Monteux at Tanglewood, Vol. 4 – BEETHOVEN: Sym. No. 2; R. STRAUSS: A Hero’s Life – Pristine Audio

by | Sep 24, 2016 | Classical Reissue Reviews

A fourth entry into the Monteux legacy at Tanglewood delivers mirth and heroism, at once.

Monteux at Tanglewood, Vol. 4 (1962) – BEETHOVEN: Symphony No. 2 in D Major, Op. 36; R. STRAUSS: Ein Heledenleben, Op. 40 – Boston Sym. Orch./ Pierre Monteux – Pristine Audio PASC 481, 72:30 [avail. in various formats from www.pristineclassical.com] ****:

Producer Andrew Rose extends his rewarding survey of the Pierre Monteux legacy at Tanglewood, here in 1962, a year in which the famed French maestro appeared six times before his old colleagues of the Boston Symphony. The music of this concert comes to us on 29 July 1962. The reading of the Beethoven Symphony No. 2 (1802) revels in its boundless mirth, despite the fact that at the time of its composition Beethoven felt the first real strains of his oncoming deafness.  The first movement has Monteux’s urging his horns to exploit the ceaseless energy of its sudden injections of buoyant vitality. The strings whirl at dizzy pace, the tympani’s marking the cadences with gusto. Berlioz had claimed that the D Major Symphony smiles in every bar. The peroration that Monteux achieves at the coda becomes breathtaking, symmetrical in its ecstasies to the point that the audience barely contains its applause.

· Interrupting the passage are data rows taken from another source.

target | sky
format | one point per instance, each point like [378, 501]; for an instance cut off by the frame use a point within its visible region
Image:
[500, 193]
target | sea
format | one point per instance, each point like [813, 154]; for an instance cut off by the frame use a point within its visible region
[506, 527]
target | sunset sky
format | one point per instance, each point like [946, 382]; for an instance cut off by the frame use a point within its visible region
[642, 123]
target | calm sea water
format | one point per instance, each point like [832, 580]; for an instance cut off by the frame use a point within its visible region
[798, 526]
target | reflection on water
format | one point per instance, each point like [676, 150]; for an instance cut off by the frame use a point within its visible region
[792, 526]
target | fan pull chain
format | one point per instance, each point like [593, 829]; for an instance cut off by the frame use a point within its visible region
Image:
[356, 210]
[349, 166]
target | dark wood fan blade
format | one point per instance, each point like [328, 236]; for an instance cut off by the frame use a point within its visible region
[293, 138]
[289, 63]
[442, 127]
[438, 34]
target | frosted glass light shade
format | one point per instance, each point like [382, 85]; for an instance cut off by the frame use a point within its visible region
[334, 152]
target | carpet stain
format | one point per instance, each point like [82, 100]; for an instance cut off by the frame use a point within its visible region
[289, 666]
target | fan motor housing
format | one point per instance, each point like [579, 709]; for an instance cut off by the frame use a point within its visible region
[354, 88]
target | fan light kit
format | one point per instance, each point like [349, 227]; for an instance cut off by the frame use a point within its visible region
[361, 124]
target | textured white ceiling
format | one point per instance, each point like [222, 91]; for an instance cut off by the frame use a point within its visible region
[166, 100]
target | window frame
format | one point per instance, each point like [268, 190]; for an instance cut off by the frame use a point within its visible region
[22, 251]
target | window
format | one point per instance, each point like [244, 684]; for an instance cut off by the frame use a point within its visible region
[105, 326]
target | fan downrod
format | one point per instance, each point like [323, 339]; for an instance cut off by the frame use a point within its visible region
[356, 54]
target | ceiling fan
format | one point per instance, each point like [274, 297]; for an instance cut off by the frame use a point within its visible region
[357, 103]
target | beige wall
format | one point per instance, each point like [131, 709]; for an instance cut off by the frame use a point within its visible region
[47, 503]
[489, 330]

The enchanting Larghetto, a song that Berlioz envied, flows with lyrical exaltation. The ensuing ornaments and arioso flourishes develop a marvelous canvas, as virile as it is delicate.  The color of the BSO’s lower strings, the violas and cellos, proves affecting at all points. The woodwind choirs impart the feeling that whatever martial elements invade the progress of the music, Beethoven still means to deliver an outdoor serenade.  Beethoven’s first truly so-marked Scherzo moves with a pompous ease, breezy and witty. The Trio enjoys a pomp and humor – especially in the bassoons – that Haydn would savor. The da capo enjoys a mad dash straight to the Finale’s rollicking Allegro molto that convinces us that Beethoven has penned a second scherzo – here in supple meter – as his concluding movement. Once more, the BSO horns and strings achieve a buoyant enthusiasm that verges on menace but retains a jovial acceptance of life’s trials as well as triumphs.

The Richard Strauss Ein Heldenleben (1898) celebrates “the Heroic Life,” and its autobiographical conceits depict Strauss and his former-pupil wife, soprano Pauline de Ahna. Given Monteux’s long association with the Concertgebouw Orchestra of Amsterdam and its eminent conductor Willem Mengelberg – to whom the score is dedicated – Monteux’s sympathy with the music seems entirely natural.  Rather intricately co-ordinated into six flowing sections, the huge symphonic poem traces the composer’s quest for greatness and the various oppositions and supports he meets along the way. The solo violin (possibly Joseph Silverstein) intones the many moods – splendid and petty – of Pauline’s support in times of adversity, mostly in the form of carping critics and their bleats, which sound unsurprisingly like the sheep in Don Quixote. 

There are various miracles of orchestration in the course of the Strauss self-promoting legend, such as weaving an amazing tapestry from his own scores, including the failed 1893 opera Guntram, Macbeth, Death and Transfiguration, the song “Dreaming at Twilight,”  Don Quixote, and the jubilant Don Juan, for his “The Hero’s Works of Peace” movement. Prior to this self-celebration, Strauss had engaged in epic battle, with startling effects from the BSO battery and brass at Monteux’s ready disposal. At last, the Hero withdraws – presumably to Switzerland, if the English horn provides any clue – finding a consolation, a “consummation,” in no less than in archetypal, heroic strains in Beethoven’s Eroica. The level of musical execution has been exalted, lyrical, manic, and entirely resilient in all parts, and the BSO audience knows it.